Ultimately though the Browns were done in again by too many penalties (9 for 70 yards—less than last week but still too many and coming at the worst times) and Devone Bess’ inability to do that thing where you actually catch and hold onto the football. I’ll cut him some slack though…it’s not like he plays a position that’s actually titled “receiver” or anything. Oh, wait.
Where the Browns go from here through the second half of the season will be interesting to watch. I don’t want to play the schedule game or anything but you’d have to think that we’ll at least get wins over the Jags and one of the Steelers meetings, and I like our chances against the Jets as well. The rest of the games we’d need those requisite “great defense, great special teams, and great play from the skill position players” performances to win those contests. So we might be looking at another 6-10 season, finishing just far enough out of the top of the draft to not get one of the blue-chip quarterbacks.
I might need to start re-thinking my feelings about rooting for my team to lose. Look at me turning into Chris Fedor.
It’s a quarterback league, folks. If we’ve learned anything this season, it’s exactly that.

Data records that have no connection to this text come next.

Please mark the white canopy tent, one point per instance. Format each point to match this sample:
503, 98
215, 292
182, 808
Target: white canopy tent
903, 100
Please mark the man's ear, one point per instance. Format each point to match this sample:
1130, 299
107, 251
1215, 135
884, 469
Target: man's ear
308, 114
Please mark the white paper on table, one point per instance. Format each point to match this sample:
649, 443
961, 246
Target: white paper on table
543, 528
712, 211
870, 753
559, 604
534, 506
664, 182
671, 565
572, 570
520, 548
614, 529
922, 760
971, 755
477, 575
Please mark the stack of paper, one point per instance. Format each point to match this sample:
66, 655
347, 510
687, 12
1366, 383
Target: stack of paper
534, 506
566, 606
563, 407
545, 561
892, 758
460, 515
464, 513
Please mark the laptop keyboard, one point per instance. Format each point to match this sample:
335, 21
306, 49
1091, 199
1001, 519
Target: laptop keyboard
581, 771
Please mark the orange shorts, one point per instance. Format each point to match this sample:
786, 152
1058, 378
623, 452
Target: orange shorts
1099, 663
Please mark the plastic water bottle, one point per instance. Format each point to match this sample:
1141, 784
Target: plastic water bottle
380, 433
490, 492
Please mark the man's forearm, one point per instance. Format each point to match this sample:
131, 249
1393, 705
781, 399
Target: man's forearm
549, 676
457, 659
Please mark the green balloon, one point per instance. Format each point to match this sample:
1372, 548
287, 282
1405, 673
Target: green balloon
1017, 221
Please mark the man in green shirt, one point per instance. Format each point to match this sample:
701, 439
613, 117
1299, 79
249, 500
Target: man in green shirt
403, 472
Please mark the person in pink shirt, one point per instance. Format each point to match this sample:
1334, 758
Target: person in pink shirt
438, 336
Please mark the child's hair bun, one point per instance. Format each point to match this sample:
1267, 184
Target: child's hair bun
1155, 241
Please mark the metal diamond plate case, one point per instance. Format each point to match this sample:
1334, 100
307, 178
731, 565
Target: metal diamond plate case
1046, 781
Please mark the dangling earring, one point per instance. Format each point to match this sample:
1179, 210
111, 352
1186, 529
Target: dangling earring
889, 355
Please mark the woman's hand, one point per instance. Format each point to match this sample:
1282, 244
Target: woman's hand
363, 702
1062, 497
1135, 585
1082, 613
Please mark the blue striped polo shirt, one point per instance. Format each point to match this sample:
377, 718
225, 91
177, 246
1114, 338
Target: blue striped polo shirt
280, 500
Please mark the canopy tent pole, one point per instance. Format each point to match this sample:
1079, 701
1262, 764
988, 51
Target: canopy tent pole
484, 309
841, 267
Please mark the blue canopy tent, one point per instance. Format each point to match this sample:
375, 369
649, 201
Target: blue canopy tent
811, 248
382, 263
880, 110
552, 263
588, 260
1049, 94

 I will point out though that if it had been Weeden who would have fumbled the ball in the fourth quarter on the play that got wiped out by the offside penalty that he would have still have gotten criticized for it. Anybody else and the play didn’t count, but for Weeden it would have been another knock. We all know this would be the case. The guy simply gets no benefit of the doubt from the fans…not that he’s earned it, but he wasn’t given a chance even from the day he got drafted.
 I just want to note the difference in perception for the three QBs on the roster. Hoyer puts up 17 points against Cincinnati and his play is described as “great”. Campbell puts up 17 points against Kansas City and his play is described as “fine”. Weeden puts up 17 points against Detroit and his play is described as “awful”, “terrible”, “atrocious”, etc. I thought this was a bottom line league?
 The other big play came of course on just a simple drag route that Gordon turned into 47 yards.